Our beloved Perfomatic is undergoing a schema change. The initial design was put together when the Talos project was just getting off the ground. There’s a very large difference between 3 Talos boxes reporting and 90, and it shows in our 60 GB database. It has become so bloated, and anything interesting involves painful joins between giant tables, that we we mostly just leave it alone to run. We’d like to be able to branch out the graph server work to include dashboards and better statistical analysis and administrative features (removing corrupted data, etc) but everything ends up being hampered by the database.
With this in mind the new schema was designed. It’s broken up into more tables and will greatly reduce the redundancy found in the old schema. It should also make it dead simple to do things like “what are the last 10 data points for test X on branch Y”.
We are starting to put all the pieces together to make use of the new schema but there are some drawbacks:
- Format of links to graphs are changing, graph links that work on the old graph server will not work on the new. What does this mean for existing links in bugs?

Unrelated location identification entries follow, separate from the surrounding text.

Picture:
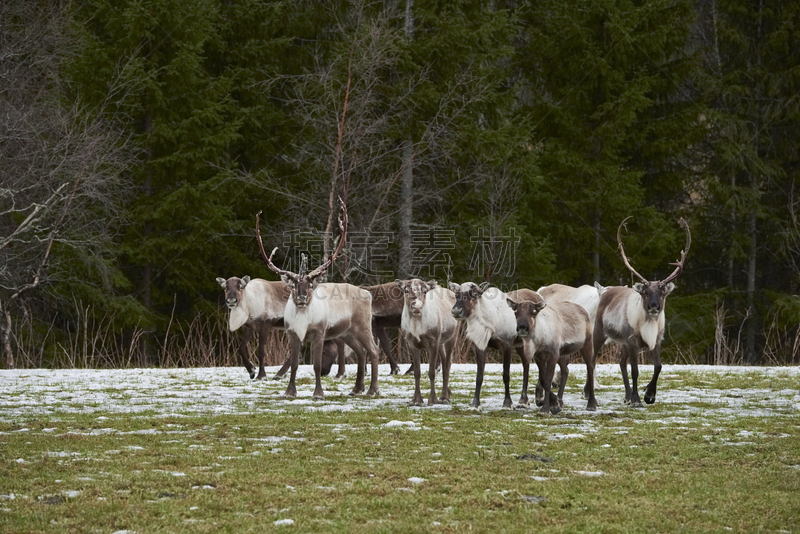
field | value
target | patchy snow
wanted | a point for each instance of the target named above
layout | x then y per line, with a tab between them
175	393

- How much, if any, data can we migrate from the old graph server to the new? The format within the database has changed significantly and will require a large amount of massaging to get it into the new, is this effort worth it?
- If we are to migrate data, how long can we be without it while it gets pulled out of the old db, altered and re-assembled and then pushed into the new?
Bug 472176 - Migration procedure has been filed to work through issues with switching from the old database to the new. What I really need is insight from people who work with a graph server on a daily basis. What is the most important data that is really necessary to migrate? If we were without data for a few days or a week while migration happened in the background (you would still have the currently reported numbers, just no historic data) would that be okay? Would it be acceptable to migrate no data and just have the two set ups running side by side, until we felt that there was enough data in the new that the old set up would only be kept alive for looking at old numbers but no longer accepting new?
I’d love to get feedback on these questions during the weekly graph server meeting (Mondays, 11am PST); we’ll be discussing migration for the next few meetings as we get closer to being able to make the switch from old schema to new. If you can’t make the meeting time just join #perfomatic and talk with the graph server team directly, or comment in the migration bug.